The dissident HP director calls upon directors and shareholders to take a stand if their views oppose those of their company's management.

In his first public appearance since Hewlett-Packard shareholders voted on a mega-merger with Compaq Computer, dissident HP director Walter Hewlett on Monday called upon directors and shareholders to take a stand if their views oppose those of their company's management.

See special coverage: A Fight to the Finish Hewlett, a luncheon speaker at the Council of Institutional Investors' semiannual meeting in Washington, D.C., urged shareholder activism and outlined steps directors could take to gather information outside of that provided by company executives.

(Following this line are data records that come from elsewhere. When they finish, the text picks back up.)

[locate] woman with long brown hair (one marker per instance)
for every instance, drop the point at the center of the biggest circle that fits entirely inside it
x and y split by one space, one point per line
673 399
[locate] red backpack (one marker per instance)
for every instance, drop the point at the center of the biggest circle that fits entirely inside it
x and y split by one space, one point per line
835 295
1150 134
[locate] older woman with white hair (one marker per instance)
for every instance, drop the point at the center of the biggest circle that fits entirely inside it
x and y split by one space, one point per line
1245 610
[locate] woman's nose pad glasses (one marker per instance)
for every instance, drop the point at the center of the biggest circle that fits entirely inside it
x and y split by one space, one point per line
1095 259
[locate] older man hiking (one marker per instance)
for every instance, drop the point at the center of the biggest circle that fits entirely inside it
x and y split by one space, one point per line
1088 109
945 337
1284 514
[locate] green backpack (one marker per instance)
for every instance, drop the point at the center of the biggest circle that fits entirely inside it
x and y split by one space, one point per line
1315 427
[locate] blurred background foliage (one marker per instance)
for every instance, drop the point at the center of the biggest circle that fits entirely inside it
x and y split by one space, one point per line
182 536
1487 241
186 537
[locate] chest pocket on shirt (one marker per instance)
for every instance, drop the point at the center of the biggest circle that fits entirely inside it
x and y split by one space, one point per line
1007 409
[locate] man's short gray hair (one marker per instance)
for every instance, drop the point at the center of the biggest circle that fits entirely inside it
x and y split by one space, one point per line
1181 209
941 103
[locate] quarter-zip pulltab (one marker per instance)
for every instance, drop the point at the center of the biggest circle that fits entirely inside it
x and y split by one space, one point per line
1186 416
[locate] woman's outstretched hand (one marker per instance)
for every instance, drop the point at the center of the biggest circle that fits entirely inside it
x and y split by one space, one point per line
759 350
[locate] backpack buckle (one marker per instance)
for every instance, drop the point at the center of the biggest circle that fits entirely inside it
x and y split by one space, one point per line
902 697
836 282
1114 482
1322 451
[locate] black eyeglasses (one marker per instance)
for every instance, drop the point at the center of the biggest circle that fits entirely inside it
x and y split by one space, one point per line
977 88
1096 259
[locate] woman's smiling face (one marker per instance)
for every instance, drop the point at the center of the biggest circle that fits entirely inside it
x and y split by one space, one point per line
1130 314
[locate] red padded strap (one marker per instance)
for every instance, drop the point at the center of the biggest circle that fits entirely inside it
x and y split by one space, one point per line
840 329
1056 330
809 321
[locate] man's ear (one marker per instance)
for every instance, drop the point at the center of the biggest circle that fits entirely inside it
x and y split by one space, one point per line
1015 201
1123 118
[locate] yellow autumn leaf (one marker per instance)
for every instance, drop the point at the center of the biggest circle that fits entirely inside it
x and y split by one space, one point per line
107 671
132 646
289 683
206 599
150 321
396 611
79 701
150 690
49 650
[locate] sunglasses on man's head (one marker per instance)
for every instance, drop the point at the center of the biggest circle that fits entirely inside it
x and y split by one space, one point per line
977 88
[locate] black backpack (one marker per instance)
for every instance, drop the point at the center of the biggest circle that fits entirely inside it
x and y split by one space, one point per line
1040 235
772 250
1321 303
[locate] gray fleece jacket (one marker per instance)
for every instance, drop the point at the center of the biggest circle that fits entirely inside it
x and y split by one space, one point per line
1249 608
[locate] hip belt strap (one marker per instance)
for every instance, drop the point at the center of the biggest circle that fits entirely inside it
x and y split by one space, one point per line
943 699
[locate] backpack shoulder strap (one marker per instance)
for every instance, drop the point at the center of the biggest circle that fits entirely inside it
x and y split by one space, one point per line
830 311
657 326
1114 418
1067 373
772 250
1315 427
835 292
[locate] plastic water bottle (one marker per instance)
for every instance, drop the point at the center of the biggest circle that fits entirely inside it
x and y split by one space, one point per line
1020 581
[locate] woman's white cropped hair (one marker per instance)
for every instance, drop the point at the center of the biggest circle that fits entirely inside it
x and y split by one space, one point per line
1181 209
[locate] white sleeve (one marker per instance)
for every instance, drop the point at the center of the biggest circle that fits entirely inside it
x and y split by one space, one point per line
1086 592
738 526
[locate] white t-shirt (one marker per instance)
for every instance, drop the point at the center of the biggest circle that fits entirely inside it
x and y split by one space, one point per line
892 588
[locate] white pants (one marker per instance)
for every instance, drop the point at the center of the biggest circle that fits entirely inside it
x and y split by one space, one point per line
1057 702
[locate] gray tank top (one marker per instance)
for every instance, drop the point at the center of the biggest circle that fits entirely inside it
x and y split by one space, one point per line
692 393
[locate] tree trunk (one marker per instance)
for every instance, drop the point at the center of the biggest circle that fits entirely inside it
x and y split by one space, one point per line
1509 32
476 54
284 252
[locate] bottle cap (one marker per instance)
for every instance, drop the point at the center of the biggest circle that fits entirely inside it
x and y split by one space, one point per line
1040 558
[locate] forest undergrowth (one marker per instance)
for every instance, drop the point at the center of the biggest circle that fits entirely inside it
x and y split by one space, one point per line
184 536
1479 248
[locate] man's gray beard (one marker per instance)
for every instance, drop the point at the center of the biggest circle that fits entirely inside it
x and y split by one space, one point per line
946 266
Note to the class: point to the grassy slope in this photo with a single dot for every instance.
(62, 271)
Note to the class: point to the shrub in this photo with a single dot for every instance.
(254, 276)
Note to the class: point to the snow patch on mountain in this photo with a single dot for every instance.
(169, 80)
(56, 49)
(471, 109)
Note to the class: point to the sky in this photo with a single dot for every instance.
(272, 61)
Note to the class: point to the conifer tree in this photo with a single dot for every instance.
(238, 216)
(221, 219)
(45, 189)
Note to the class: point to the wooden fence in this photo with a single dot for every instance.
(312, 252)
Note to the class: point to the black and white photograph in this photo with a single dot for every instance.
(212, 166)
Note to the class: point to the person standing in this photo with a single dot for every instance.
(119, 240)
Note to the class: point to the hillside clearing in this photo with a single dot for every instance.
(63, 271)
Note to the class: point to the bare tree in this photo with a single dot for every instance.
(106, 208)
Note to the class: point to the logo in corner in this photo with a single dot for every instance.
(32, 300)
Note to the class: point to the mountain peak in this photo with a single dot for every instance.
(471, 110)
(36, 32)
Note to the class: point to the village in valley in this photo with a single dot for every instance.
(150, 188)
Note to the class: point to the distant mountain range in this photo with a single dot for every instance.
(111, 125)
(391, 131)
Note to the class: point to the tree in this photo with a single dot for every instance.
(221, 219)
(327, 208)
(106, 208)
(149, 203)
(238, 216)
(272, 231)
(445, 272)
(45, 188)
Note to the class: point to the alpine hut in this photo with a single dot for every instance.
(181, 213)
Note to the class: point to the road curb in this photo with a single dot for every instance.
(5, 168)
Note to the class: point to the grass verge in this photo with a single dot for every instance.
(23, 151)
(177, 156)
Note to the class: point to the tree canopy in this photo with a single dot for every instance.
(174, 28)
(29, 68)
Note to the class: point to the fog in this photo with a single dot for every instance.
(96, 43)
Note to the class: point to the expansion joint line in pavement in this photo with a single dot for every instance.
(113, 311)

"It is my hope that the experiences of the past several months will come to be viewed as a turning point in the evolution of accountability and transparency in the governance of corporations," said Hewlett, according to transcripts of his speech. "Despite the fact that billions of dollars and the future of great companies are at stake, standards of corporate governance are neither robustly developed nor rigorously examined or enforced. To be blunt, the stakes are high; the standards are not."

In the world of mergers and acquisitions, industry observers say it's highly unusual for directors to publicly oppose a merger--especially when it does not involve a third-party bidder. And they note it is equally rare for institutional investors to take a public stand on issues relating to companies in their portfolio, given a concern for affecting the price of those particular stocks.

Hewlett effectively broke with tradition through a five-month proxy contest against the company his late father co-founded. He also persuaded several large institutional investors to publicly state their opposition to the deal.

Last week, HP and Compaq shareholders voted on the proposed merger of the two companies. Although HP has declared a win in the contentious proxy battle via preliminary figures, an official tally will not be known for several weeks.

One obstacle on the path toward good corporate governance is board members' reliance on information supplied by executives and fellow directors, rather than that gleaned from company shareholders, employees and customers, Hewlett said. He advocates a system where directors at companies contemplating mergers would have access to legal and financial counsel that is separate from that of the company and management team.

"At the very least, boards must be pried loose from the grip of management and their hired hands," Hewlett said. "Despite more than 200 years of political practice in the United States, democracy remains an ideology strangely alien to many corporate boardrooms. And too many corporate executives still fail to distinguish dissent from disloyalty...Above all, too many corporate managers too readily forget who owns the company--the shareholders."

Hewlett, along with trusts and foundations held by his family members and members of the co-founding Packard family, retains an 18 percent stake in HP. The late founder's son speculates that HP spent roughly $150 million of shareholders' money on the proxy fight and that his family's Hewlett Trust is a "significant contributor to financing both sides of this fight."

Despite the recent battle, Hewlett said he remains confident the company is well situated for the future.

"I've known and worked side by side with the HP directors for many years," Hewlett said. "We share a common interest in stability and stockholder value. I am confident that the directors and officers of HP will move forward rapidly to protect the assets and value inherent in the company."